The PM said the population growth rate is not sufficient enough to maintain the country and on the other hand those who can bear children are busy working and so the country should be ready for a rude awakening in the next 10 to 15 years.

“So therefore, even there I don’t see it as a freebie. It is to incentivise people to have a third child and beyond.”

The PM said on the question of what these pledges will cost  people will be surprised that it will not cost  that much money.

“Let us do our calculations and when we announce it in due time people will be surprised.”

The PM said that the one area which is going to cost a lot is power tillers as they want to be able to provide interest free loans for power tillers.

He said it is a loan and only the interest component will be subsidized by the government.

“It’s not going to cost the government tremendously, but on the other hand the farmer’s productivity increases commensurately in which case that little subsidy is justified for our country’s prosperity and our farmers’ prosperity.”

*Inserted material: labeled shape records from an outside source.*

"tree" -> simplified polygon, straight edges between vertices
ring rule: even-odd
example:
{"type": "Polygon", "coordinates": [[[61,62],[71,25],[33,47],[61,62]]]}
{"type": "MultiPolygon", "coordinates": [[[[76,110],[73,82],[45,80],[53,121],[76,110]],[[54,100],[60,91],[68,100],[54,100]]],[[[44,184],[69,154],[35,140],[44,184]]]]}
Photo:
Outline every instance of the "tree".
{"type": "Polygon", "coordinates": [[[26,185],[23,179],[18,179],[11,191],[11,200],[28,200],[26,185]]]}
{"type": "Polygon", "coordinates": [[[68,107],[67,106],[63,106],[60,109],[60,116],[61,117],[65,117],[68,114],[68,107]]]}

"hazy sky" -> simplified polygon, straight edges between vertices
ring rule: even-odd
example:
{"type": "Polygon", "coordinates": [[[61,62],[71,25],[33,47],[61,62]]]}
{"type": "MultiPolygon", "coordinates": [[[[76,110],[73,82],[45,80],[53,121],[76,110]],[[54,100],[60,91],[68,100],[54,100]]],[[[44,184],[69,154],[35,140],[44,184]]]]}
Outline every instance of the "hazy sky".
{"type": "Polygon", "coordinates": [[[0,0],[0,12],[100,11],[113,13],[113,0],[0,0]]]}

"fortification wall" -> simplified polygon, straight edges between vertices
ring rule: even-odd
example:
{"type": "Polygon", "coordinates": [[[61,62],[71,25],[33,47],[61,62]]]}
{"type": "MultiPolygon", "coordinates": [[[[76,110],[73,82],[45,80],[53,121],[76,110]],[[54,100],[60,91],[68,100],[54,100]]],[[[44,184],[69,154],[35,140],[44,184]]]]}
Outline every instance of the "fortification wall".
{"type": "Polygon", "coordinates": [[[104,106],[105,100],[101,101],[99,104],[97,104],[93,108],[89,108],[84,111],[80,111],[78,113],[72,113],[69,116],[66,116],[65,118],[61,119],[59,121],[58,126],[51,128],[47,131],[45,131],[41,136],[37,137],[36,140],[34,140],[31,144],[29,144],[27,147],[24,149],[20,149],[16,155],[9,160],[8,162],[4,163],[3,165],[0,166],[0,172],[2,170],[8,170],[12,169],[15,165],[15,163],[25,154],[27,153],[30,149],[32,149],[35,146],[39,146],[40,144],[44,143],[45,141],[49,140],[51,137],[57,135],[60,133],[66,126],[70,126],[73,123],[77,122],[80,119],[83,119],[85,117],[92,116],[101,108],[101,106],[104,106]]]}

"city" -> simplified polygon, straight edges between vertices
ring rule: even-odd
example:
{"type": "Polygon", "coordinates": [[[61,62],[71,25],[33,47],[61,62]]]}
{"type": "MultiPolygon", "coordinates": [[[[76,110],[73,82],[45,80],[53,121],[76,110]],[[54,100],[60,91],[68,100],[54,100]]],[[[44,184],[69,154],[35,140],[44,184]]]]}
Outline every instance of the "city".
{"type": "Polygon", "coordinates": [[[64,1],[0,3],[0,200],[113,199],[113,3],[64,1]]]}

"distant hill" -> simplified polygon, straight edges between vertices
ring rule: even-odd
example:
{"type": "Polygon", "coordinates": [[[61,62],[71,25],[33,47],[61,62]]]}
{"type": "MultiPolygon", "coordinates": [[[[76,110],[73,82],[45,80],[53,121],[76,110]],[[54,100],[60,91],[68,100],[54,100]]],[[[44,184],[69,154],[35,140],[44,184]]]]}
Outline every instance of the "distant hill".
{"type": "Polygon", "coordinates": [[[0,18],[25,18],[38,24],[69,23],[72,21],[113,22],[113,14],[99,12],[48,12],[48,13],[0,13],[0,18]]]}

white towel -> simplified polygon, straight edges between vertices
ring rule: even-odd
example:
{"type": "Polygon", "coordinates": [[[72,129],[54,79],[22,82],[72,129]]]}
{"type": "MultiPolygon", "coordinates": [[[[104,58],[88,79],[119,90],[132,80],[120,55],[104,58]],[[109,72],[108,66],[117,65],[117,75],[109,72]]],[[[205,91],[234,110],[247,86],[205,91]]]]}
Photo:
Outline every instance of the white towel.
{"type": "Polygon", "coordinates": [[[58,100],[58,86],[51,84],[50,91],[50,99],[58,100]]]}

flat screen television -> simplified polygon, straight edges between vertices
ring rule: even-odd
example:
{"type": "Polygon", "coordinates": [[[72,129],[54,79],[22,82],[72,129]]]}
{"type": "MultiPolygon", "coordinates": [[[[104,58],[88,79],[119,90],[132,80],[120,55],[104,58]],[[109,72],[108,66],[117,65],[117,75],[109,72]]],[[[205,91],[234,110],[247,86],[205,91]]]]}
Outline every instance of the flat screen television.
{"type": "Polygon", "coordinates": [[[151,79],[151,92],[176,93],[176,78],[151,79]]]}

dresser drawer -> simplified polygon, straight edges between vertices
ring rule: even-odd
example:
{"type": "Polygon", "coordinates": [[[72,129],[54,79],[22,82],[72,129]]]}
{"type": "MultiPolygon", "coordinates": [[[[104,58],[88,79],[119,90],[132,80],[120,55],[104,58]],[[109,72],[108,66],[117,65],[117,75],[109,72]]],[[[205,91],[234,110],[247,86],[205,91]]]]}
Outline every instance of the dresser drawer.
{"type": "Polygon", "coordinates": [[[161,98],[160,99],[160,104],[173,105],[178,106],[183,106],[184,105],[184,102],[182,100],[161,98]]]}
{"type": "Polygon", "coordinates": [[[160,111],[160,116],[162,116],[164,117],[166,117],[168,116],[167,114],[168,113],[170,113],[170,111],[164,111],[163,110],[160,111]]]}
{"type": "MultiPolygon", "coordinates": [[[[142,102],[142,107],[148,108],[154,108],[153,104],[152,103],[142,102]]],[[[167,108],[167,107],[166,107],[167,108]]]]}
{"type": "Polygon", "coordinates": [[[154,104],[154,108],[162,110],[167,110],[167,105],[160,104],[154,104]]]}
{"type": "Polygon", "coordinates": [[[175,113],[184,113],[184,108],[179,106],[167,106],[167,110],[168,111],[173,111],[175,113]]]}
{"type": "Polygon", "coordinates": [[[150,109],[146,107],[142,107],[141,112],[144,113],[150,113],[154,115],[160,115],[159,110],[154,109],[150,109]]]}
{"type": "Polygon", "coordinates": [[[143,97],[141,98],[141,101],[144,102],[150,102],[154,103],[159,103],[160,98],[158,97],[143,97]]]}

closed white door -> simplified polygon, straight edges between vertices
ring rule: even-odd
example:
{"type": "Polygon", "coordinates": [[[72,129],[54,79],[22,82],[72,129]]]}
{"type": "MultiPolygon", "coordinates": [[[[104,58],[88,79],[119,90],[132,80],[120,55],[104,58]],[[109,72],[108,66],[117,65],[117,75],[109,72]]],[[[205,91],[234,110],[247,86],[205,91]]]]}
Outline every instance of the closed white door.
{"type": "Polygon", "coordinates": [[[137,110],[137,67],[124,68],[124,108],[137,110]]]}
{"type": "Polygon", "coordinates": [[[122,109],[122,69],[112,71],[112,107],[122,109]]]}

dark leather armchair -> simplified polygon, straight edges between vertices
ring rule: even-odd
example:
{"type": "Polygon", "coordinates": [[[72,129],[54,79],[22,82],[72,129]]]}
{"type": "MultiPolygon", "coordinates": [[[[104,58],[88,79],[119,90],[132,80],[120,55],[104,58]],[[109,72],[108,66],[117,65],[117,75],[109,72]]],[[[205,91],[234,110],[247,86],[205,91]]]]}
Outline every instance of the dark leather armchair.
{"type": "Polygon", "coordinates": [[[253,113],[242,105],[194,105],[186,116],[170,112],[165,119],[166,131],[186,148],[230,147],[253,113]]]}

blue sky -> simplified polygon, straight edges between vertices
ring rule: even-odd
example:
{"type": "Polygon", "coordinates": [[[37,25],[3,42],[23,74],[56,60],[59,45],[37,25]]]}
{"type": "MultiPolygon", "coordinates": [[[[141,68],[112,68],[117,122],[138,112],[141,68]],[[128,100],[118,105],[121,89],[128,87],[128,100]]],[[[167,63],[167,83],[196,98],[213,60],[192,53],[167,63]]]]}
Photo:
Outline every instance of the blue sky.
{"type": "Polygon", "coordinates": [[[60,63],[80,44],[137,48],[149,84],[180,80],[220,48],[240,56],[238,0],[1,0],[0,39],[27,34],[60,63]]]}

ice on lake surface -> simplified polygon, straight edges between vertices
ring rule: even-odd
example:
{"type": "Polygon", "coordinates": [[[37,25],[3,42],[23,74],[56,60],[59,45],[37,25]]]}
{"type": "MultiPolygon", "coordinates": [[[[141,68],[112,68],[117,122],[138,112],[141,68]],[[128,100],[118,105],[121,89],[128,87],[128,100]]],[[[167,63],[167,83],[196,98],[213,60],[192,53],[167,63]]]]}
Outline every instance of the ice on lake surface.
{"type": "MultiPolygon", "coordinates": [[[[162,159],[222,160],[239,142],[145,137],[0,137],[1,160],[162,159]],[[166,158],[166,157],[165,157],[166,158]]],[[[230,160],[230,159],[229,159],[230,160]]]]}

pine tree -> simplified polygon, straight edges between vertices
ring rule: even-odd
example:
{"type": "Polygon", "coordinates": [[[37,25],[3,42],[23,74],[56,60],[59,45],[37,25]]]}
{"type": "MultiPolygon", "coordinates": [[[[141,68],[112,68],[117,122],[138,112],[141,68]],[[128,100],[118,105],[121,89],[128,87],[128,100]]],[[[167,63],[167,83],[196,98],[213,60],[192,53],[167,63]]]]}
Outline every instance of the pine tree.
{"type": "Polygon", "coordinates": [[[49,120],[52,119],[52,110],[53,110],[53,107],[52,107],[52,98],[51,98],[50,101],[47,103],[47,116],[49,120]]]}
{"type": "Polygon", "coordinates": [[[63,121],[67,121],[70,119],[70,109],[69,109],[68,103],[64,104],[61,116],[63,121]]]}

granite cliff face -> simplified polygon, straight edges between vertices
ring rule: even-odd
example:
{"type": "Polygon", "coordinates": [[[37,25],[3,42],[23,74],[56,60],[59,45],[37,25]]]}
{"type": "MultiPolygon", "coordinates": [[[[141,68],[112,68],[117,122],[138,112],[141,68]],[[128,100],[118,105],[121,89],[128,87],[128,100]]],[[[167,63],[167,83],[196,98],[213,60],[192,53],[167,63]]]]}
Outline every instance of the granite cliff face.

Lyonchhen said if most farmers want to avail of this facility it is going to strain the foreign currency reserves  and so what they are looking at is requesting the Government of Japan, since Bhutanese prefer Japanese power tillers, to look at the possibility of providing a concessional loan to Bhutan.

He said then the farmers can buy the power tillers using Japanese Yen provided in the form of concessionary loan so that it does not affect the foreign reserve. 

“Now the beauty is we want to bring it a whole circle and we want to take the farmer’s instalment not in cash but in kind. So especially in any kind or produce we can export to Japan so whether it is a particular type of mushroom or Quinoa or anything that we can export to Japan and we will earn Yen through those exports and Yen that will be used to pay back the loans. So, it is all about innovative financing schemes,” said the PM.

At the end of the day despite the optimism of the government and the Prime Minister the bill for the freebie pledges will be huge and it remains to be seen how the government can come up with the funds.